The lid of the box was curtain-covered too, but the top side was cushioned with an ancient piece of quilting. The material that covered the padding, although worn, had never ripped. The maker of the box had been far-sighted enough to use a triple layer of old curtain there. Three brass hinges that still looked new secured the lid but the hinges were loose and, though their father had promised to tighten them, he was always too tired to remember. The box wasn’t without its traps. It demanded an occasional sacrifice in the form of a cut from a rusty staple and it would, at times, impart a splinter to a careless hand.
The box smelled of things from a past they had never seen or known. Both Hema and Harsha associated the smell with play and risk and fantasy.

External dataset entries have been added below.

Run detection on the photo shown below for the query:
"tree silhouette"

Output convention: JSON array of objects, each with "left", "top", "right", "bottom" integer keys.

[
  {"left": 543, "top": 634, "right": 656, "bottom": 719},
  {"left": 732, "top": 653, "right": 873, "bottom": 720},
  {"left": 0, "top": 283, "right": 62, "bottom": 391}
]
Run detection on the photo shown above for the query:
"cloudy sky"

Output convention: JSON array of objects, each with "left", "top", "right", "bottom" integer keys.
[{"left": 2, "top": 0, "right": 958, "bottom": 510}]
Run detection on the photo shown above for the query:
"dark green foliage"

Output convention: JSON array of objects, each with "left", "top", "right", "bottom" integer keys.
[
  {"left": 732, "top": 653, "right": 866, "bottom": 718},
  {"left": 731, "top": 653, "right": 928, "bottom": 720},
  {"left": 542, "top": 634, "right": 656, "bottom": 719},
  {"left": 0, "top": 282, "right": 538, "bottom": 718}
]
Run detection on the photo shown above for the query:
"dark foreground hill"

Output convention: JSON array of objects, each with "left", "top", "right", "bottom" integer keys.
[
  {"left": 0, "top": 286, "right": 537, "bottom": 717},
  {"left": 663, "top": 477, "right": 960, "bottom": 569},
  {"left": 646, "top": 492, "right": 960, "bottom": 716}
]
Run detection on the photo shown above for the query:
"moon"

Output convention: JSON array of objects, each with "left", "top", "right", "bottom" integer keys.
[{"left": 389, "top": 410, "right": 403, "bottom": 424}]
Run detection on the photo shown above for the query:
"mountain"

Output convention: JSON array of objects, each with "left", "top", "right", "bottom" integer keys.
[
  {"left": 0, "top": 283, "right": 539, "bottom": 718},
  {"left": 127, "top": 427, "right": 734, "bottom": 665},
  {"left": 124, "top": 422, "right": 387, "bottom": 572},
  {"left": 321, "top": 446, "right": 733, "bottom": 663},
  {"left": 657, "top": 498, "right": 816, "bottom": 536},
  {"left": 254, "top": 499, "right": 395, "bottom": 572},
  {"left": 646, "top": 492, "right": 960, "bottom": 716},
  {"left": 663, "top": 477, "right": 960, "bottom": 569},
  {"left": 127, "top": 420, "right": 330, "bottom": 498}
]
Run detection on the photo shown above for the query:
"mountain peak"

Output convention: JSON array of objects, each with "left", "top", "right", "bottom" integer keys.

Opening the toy box allowed it to breathe and when its sigh came out, the girls entered their magical world; a world that was never the same twice. There was an old wooden train set with pegs on its carriages where carved, painted soldiers stood to attention. A miniature dinner set. Nine silver thimbles they could use as dainty goblets. There was an old teddy bear with stitches where its eyes had been and more baldness than fur. A draughts board with missing pieces. A tin spinning top, its paint all worn away. There were old silk scarves of many colours, a Trilby hat and a Bowler. Deeply suffused in their leather bands, the hats bore the thick smell of trapped, greasy scalps; of strangers the twins only imagined. Dolls, dice, darts. A strange cube of black plastic with nine squares to each side and squeaky, twisting facets. Marbles rolled around at the bottom of the box.
‘I know a game we could play,’ said Harsha, picking out a plastic female doll with long blond hair. The doll wore a pink, red and white outfit: red beret, striped pink and white blouse. A red mini skirt and red high heels. She had a red plastic belt and a red plastic handbag. Harsha looked at her sister and they shared a moment of silent communication.